A grande mudança começou quando, lá pelo final do século XVIII, Rousseau, pensador francês dos mais respeitados, apresentou à sociedade o conceito de que a mulher não teria sido feita para si mesma e sim, para agradar ao homem. Ele defendia a ideia de que as mulheres deviam receber educação, desde que elas “estudassem” apenas o que as ajudasse a, futuramente, conduzir bem a administração da casa. E também a encontrar, no ambiente doméstico e na criação dos filhos, a glória e o prazer de sua existência.

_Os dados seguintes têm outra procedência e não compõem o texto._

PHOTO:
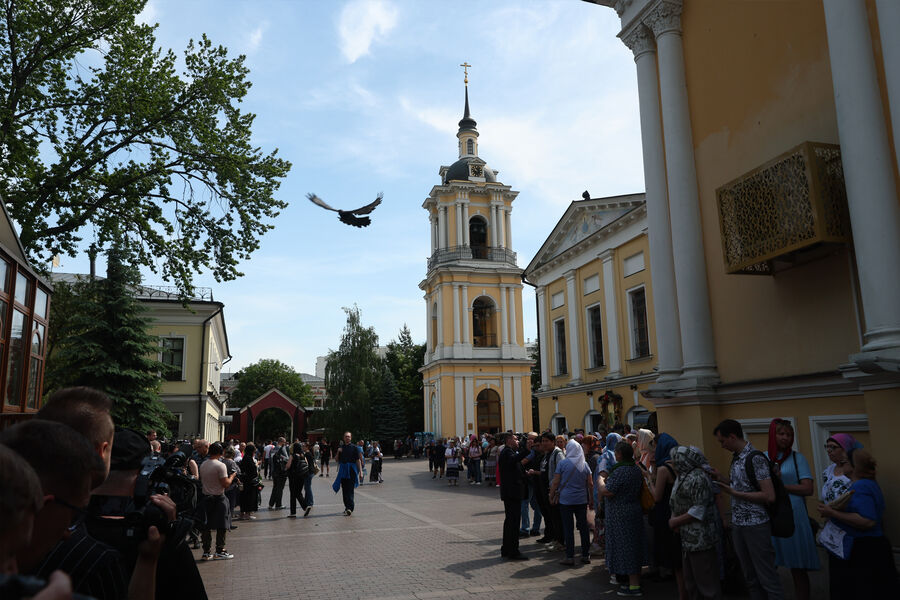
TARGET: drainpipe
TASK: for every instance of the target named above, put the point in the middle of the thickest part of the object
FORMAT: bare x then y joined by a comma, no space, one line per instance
203,399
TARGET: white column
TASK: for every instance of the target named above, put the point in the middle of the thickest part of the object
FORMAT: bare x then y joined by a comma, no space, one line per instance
543,340
573,332
613,356
429,342
466,314
466,223
517,394
455,315
507,403
888,21
471,416
513,327
440,303
665,304
442,227
504,332
868,173
459,405
687,235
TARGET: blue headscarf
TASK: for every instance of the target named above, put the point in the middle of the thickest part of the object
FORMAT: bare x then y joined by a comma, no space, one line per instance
664,445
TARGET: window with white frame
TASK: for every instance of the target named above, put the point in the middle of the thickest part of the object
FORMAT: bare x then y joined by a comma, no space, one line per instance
172,355
559,331
558,299
637,320
595,336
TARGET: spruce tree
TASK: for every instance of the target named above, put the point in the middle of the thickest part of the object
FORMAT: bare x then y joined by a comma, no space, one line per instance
108,347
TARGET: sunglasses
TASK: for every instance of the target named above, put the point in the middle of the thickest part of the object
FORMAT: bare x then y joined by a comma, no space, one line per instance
79,515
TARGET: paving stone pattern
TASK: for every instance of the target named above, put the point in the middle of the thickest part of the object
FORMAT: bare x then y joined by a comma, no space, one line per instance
412,537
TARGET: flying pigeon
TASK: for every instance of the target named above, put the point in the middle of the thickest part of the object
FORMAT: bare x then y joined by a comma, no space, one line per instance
350,217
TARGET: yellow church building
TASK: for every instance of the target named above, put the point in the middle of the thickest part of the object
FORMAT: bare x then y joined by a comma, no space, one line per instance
770,146
477,374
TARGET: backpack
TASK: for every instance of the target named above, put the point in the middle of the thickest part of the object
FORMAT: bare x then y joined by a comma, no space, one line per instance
781,514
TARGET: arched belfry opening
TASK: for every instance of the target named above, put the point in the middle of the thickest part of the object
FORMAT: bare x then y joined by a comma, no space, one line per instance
484,328
489,420
478,237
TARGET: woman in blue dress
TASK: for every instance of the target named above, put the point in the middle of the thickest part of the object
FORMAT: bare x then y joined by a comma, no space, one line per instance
797,552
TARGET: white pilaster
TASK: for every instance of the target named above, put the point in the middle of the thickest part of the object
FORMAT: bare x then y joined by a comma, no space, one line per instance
471,415
868,173
507,401
698,351
459,404
543,340
517,394
456,319
888,21
665,304
574,331
613,355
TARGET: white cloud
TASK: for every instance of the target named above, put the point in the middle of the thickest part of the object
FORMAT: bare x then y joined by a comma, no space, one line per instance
361,23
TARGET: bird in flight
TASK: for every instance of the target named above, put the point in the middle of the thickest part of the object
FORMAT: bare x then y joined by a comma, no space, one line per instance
350,217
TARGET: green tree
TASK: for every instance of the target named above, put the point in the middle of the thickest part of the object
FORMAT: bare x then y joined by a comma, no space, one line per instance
388,415
352,380
260,377
104,343
100,132
404,358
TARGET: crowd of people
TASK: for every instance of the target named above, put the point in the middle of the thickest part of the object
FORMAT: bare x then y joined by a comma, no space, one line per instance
645,503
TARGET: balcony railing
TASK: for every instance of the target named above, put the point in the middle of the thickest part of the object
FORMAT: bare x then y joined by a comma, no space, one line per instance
785,212
457,253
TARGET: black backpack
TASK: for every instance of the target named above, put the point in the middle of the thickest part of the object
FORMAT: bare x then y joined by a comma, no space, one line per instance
781,514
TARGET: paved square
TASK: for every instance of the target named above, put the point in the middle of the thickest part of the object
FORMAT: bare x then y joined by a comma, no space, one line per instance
411,537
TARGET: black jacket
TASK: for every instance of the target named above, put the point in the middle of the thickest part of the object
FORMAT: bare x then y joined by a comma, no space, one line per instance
512,478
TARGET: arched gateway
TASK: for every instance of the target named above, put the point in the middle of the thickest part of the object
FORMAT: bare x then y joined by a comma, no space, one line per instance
271,399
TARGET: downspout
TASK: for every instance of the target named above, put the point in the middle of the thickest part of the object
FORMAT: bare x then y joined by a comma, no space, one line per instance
201,422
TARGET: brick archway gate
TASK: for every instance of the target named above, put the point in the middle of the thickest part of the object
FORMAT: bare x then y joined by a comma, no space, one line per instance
274,398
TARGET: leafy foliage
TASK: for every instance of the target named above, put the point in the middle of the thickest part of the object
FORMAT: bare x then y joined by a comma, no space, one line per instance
387,413
352,380
404,358
99,338
258,378
99,131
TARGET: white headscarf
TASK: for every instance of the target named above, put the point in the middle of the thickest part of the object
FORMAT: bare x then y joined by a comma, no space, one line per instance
575,455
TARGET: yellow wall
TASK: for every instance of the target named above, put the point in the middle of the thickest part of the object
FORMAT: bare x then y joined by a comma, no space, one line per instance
759,83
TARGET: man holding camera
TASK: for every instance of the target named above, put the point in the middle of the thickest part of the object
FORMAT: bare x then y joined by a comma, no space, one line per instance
215,480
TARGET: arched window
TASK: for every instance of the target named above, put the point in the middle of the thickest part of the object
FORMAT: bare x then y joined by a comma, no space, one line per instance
484,332
478,237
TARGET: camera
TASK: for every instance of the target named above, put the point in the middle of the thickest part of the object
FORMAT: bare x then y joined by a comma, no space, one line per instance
158,476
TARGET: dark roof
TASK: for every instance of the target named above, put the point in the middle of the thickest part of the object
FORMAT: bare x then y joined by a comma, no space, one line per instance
460,170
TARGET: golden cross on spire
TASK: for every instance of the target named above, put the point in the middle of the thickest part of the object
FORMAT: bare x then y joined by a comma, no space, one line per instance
466,66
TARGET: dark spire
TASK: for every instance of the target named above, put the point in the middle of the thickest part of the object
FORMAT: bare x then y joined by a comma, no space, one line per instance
467,121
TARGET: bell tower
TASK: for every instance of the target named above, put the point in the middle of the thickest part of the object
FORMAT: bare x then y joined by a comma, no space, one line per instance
477,374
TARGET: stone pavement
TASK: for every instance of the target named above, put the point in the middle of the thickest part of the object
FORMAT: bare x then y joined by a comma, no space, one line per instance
410,538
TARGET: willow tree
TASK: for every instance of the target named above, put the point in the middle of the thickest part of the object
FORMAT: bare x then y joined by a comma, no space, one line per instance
352,380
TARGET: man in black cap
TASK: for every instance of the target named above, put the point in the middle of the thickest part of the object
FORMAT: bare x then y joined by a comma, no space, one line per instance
176,571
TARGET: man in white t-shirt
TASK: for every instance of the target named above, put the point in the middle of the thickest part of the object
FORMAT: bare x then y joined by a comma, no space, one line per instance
215,480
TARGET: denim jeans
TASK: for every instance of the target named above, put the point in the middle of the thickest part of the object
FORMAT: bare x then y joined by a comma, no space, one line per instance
579,511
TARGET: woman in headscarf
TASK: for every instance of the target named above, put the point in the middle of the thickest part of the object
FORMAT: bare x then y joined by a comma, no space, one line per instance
574,484
798,552
666,543
836,476
860,561
694,516
604,466
626,544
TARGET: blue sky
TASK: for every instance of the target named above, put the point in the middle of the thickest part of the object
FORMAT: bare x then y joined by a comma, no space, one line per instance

Aos poucos e a partir de então, a maternidade tornou-se um atributo tão essencial à identidade feminina quanto a conjugalidade. No século seguinte, a maternidade já é concebida como uma espécie de sacerdócio, uma experiência feliz, mas que implica necessariamente em um verdadeiro e total sacrifício de si para as mulheres. Pensadores da época acatavam com naturalidade essa tese, pois havia então total sintonia entre o que se considerava a “natureza da mulher” e a maternidade. As mulheres, por sua vez, aceitaram com disposição a nova identidade, pois perceberam que, graças às responsabilidades crescentes como mães, a esposa passaria a poder impor-se mais ao marido. Com a valorização da maternidade, a “nova mulher” da época deixa de ser mais uma, entre as crianças que ele, o patriarca, precisava proteger e governar.

Mas voltando ao instinto materno: embora hoje se tenha transferido o conceito para os animais, a ideia ainda dá sinais de que permanece entre nós. Parece ter persistido uma noção um tanto distorcida do amor materno, cuja descrição ainda apresenta, muitas vezes, enorme semelhança com o antigo conceito abandonado. Passamos a dizer que o amor materno é tão forte e presente que certamente deve algo à natureza. Aqui, o que se faz é apenas mudar o vocabulário, conservando-se as ilusões. Em resumo: o amor materno foi por tanto tempo concebido em termos de instinto, que ainda hoje muitos de nós acreditam, preconceituosamente, que tal sentimento faça parte da natureza da mulher.

Só que hoje o mundo mudou. Surgem pais, avós, pais adotivos e tantos outros, que não mães biológicas, que exercem a função da maternagem, ou da parentalidade, com tanto prazer e dedicação, que só podemos rever continuamente esses antigos conceitos. O amor entre os que cuidam de uma criança e ela surge através dos vínculos inesperadamente fortes que se desenvolvem nessas relações. Por sua intensidade, eles surpreendem e deslumbram quem os vivencia, por serem sentimentos que nunca haviam sonhado ou planejado experimentar.  Por outro lado, um contingente cada vez maior de mulheres escolhe não ter filhos. E com frequência, muitos de nós ainda tendem a confundir escolhas individuais com imperativos biológicos ultrapassados, julgando em silêncio anormal, ou estranha, a mulher que exerce a sua liberdade de escolha e opta por não ceder às, até pouco tempo atrás, ditas “leis da natureza”.

Como ficam interessantes conceitos antigos, quando revisitados, à luz de novas formas de pensar, não é? Será que é possível seguirmos criando novas tentativas, como sempre foi feito, de catalogar os procedimentos humanos de acordo com os interesses da época?  Ou quem sabe conseguiremos finalmente, em nossos dias, admitir que a relatividade e o particular são atributos do ser humano? É através da imprevisibilidade de nossos comportamentos e de nossos sentimentos que exprimimos nossa liberdade e nossa singularidade. Como ouvimos com frequência cada vez maior, cada um de nós é único e seria bom nos lembrarmos disso. Não só em relação a nós, mas também aos que nos cercam.  Hoje, uma mulher pode desejar não ser mãe: trata-se de uma mulher normal, que simplesmente exerce sua liberdade. À ideia de uma única “natureza feminina”, seria bastante interessante se preferíssemos a de uma multiplicidade de experiências femininas, todas diferentes. Neste domínio, cada mulher merece ser vista como um caso particular e peculiar.